Visual testing in Storybook

Learn how to pinpoint UI bugs automatically

Varun Vachhar

May 26, 2021 — @winkerVSbecks

Last updated: Nov 09, 2021

Last month over 14,000 developers read the Visual Testing Handbook. It’s an exhaustive guide by Storybook maintainers on detecting bugs in UI appearance.

The growing interest in visual testing is driven by how tough it is to ship bug-free UIs. In the past, developers used unit and snapshot tests to scan for bugs in blobs of HTML. But those methods couldn’t represent what the user actually sees, so bugs never went away.

Visual testing catches bugs by capturing and comparing image snapshots in a real browser. It allows you to automate the process of checking if your UI looks right.

Visual Testing Handbook is an in-depth guide to testing UI appearance—with learnings from leading engineering teams like BBC, Adobe, Target and more. This article summarizes the essential tools and techniques outlined in the guide.

What are visual bugs?

Visual bugs are ubiquitous. Cut-off elements. Incorrect colors or font styles. Broken layouts. And missing error states.

Every company is now a software company. That means every company is responsible for maintaining a UI. But if you’re like me, you probably noticed that companies never seem to have enough people monitor every part of their UI all the time.

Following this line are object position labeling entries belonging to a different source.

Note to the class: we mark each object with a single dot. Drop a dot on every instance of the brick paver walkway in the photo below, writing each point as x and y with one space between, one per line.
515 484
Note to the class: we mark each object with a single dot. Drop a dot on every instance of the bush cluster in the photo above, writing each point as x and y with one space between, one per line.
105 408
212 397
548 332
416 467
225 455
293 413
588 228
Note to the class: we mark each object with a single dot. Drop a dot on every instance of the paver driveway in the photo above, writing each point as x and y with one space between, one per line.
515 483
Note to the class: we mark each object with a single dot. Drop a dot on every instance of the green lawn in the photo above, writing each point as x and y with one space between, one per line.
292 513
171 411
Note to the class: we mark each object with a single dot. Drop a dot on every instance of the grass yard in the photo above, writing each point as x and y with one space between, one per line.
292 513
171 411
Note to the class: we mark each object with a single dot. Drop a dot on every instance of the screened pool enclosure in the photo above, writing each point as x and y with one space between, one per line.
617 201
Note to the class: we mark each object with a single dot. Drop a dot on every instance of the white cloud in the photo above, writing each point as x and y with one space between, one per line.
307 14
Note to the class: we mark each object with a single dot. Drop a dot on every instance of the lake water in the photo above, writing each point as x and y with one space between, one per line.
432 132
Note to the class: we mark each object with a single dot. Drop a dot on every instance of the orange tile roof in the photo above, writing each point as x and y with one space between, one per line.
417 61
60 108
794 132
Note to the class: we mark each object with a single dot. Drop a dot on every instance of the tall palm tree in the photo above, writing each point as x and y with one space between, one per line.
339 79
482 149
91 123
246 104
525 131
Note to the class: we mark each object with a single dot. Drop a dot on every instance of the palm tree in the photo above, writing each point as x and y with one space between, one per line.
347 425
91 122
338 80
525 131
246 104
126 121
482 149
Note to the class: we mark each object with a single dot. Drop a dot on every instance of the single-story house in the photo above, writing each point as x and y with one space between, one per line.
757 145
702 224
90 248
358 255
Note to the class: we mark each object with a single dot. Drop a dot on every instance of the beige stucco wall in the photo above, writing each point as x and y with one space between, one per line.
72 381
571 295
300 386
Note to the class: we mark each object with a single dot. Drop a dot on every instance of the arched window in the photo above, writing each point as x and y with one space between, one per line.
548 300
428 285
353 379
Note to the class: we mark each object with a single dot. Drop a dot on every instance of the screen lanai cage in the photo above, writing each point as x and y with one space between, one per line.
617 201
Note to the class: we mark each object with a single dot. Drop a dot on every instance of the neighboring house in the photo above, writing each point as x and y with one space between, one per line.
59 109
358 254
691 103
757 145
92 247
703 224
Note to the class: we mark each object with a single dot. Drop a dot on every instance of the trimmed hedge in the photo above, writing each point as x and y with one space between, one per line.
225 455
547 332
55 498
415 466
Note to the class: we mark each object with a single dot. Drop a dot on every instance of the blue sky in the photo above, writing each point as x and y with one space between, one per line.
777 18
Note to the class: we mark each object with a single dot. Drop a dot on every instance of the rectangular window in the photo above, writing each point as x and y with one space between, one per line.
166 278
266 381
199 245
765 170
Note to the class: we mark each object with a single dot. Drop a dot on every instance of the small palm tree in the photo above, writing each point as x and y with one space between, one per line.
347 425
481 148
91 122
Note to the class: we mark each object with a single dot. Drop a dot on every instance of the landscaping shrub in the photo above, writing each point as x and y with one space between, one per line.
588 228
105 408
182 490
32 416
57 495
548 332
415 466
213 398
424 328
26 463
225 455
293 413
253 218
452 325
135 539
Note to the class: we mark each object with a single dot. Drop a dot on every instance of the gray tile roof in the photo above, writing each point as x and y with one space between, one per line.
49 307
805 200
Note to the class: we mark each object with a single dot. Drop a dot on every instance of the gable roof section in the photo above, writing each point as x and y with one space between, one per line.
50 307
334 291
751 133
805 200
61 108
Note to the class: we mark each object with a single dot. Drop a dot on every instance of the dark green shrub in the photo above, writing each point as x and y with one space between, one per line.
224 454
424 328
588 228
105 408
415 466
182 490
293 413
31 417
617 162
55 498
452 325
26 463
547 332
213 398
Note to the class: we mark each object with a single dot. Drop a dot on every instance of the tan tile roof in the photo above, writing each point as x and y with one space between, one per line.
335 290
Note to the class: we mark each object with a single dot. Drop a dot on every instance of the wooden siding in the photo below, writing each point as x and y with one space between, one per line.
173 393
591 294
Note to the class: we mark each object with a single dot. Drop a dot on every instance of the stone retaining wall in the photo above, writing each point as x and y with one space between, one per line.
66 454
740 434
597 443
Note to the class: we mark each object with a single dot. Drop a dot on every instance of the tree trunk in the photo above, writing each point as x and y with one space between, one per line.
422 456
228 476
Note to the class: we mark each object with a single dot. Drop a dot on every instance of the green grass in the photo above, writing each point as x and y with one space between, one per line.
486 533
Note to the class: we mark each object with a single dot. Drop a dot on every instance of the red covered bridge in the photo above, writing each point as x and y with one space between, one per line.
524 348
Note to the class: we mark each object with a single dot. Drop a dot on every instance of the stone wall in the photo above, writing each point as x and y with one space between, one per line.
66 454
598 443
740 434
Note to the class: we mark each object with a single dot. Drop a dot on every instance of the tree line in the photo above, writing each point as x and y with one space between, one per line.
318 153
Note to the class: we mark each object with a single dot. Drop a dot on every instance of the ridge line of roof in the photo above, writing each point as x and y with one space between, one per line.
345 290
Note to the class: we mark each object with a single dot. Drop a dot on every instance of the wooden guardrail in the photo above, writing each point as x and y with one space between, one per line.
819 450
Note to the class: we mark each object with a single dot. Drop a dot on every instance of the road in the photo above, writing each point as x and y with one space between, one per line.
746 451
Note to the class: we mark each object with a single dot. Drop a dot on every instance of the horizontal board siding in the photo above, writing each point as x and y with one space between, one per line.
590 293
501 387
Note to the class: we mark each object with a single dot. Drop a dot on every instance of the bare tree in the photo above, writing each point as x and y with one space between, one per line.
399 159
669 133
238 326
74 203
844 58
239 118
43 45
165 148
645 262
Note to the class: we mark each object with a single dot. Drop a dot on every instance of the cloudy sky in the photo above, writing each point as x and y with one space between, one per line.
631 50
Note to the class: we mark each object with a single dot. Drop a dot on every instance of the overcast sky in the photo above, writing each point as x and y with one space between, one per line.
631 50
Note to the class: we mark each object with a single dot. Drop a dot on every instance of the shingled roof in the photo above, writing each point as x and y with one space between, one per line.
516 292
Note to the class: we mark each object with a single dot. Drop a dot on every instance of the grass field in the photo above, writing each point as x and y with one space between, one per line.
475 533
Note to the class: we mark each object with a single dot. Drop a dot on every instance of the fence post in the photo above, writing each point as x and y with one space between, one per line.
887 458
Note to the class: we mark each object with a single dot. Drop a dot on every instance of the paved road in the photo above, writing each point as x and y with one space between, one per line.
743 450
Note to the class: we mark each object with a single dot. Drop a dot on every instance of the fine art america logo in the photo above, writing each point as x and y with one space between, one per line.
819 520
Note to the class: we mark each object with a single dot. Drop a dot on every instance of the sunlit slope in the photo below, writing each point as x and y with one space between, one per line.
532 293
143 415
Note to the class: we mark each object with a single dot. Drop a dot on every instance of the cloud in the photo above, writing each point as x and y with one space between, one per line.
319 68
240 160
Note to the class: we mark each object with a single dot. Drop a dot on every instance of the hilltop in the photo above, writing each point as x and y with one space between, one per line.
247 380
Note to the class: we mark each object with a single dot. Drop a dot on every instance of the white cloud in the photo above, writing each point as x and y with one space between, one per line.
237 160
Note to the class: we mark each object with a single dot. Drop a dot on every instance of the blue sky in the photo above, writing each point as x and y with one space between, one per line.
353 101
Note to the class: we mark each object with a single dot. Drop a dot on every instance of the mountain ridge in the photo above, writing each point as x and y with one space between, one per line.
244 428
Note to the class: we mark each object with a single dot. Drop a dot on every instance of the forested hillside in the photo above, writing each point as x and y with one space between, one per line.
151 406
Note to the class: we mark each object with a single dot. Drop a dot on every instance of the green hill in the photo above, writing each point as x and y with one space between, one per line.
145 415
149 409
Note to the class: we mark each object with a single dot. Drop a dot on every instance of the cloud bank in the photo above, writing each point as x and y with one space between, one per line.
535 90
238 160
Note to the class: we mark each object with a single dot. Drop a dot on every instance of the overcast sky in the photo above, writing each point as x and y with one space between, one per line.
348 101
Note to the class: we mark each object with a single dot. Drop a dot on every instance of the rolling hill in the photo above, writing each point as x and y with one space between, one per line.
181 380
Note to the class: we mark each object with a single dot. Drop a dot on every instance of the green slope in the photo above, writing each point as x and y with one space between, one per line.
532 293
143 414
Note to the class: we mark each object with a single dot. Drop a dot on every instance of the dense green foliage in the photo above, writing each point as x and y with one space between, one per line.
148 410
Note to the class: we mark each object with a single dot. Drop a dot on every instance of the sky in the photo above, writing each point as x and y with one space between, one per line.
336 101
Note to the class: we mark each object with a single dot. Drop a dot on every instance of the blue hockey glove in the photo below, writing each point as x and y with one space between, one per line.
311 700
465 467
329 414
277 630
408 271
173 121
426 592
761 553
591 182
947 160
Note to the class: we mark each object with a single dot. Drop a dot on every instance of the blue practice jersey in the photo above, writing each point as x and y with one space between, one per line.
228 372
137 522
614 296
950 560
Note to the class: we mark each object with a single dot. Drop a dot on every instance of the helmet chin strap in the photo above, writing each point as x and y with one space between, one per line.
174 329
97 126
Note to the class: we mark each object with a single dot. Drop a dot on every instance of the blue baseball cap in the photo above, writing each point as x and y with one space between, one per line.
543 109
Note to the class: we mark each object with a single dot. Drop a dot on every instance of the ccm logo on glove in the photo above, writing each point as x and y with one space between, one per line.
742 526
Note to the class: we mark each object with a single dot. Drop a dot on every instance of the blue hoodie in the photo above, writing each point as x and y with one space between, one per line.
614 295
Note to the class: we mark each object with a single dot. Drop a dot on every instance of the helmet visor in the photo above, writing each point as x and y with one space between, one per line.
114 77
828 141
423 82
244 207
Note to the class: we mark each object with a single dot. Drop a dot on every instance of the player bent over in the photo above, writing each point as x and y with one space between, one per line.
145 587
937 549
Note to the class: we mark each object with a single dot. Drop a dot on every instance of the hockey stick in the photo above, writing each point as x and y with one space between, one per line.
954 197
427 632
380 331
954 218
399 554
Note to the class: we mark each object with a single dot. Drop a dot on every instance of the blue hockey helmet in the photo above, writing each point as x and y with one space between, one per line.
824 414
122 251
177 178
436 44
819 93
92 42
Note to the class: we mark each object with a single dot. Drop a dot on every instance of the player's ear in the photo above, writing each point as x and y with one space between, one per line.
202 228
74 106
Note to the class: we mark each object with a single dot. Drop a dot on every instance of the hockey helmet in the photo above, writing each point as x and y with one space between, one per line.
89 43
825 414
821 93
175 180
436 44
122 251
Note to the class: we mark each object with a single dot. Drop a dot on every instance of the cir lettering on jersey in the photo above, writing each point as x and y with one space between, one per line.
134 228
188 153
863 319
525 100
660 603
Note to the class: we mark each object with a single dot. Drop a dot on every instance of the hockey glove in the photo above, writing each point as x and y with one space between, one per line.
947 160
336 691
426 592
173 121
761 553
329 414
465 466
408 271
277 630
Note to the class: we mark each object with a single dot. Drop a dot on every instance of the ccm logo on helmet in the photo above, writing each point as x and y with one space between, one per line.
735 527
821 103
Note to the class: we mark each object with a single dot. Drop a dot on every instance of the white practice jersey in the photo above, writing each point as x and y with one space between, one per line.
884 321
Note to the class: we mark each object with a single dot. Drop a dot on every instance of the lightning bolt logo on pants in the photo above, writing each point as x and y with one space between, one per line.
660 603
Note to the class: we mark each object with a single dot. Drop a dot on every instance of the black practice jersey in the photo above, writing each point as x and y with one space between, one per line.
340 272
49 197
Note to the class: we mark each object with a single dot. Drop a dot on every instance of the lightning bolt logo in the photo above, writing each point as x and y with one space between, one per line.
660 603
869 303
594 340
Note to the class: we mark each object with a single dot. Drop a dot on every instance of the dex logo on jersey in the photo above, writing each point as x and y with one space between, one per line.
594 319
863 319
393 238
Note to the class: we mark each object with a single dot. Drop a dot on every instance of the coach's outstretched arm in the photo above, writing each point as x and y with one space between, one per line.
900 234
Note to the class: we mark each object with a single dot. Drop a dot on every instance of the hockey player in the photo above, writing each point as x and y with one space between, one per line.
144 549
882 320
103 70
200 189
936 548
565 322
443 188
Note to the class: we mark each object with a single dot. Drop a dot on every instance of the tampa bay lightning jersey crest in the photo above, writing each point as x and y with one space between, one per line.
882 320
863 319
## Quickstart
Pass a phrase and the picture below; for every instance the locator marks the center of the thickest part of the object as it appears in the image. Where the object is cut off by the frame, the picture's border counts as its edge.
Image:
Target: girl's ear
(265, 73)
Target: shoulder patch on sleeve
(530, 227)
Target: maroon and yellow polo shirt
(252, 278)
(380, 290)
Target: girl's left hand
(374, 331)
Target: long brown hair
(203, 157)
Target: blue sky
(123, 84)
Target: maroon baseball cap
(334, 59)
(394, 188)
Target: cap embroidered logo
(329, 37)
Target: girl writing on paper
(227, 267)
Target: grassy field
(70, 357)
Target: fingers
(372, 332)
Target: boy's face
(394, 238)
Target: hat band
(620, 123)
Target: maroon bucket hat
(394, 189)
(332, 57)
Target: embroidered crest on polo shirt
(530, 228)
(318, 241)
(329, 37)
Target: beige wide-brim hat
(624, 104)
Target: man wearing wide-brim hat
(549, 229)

Visual bugs are the unintentional errors in your UIs appearance that make it look untrustworthy. They’re the regressions that are easy to eyeball but that common testing methods can’t catch.

Most tests are intended to verify logic. Which makes sense. You run a function, get its output and check whether it's correct or not. Computers are great at verifying data. But what about how something looks?

Well, there are two layers to this problem.

1. Does it look right?

Take, for example, this Task component. It looks different depending on what state it’s in. We display a checked (or unchecked) checkbox, some information about the task, and a pin button. And of course, all the associated styling.

The first challenge is just to verify the component's appearance in all these scenarios. That requires a lot of fiddling with props & state to set up and test each case. Oh, and computers can’t really tell you if it matches the spec or not. You, the developer, have to visually inspect it.

2. Does it still look right?

You built it right the first time. It looks good in all states. But changes happen over the natural course of development. Bugs inevitably sneak in. This is especially true for interfaces. A minor CSS tweak can break a component or one of its states.

You can’t manually check the breadth of the UI every time you make a change. You need something more automated.

Visual testing

Visual testing allows you to tackle both these tasks with one unified workflow. It is the process of verifying the appearance of a component as you’re building it. And again as you iterate to ship new features.

Here's what the visual testing workflow looks like:

🏷 Isolate components. Use Storybook to focus on and test one component at a time.
✍🏽 Write out the test cases. Each state is reproduced using props and mock data.
🔍 Manually verify the appearance of each test case.
📸 Catch UI bugs automatically. Capture snapshots of each test case and use machine-based diffing to check for regressions.

The crux of visual testing is isolating the UI from the rest of the app (data, backend, APIs). That allows you to observe each state individually. You can then manually spot check and automatically regression test those states.

Tutorial

Let's go through each step in detail. But, we’re going to need something to test. I’ll be using the Taskbox app as an example. It’s a task management app similar to Asana.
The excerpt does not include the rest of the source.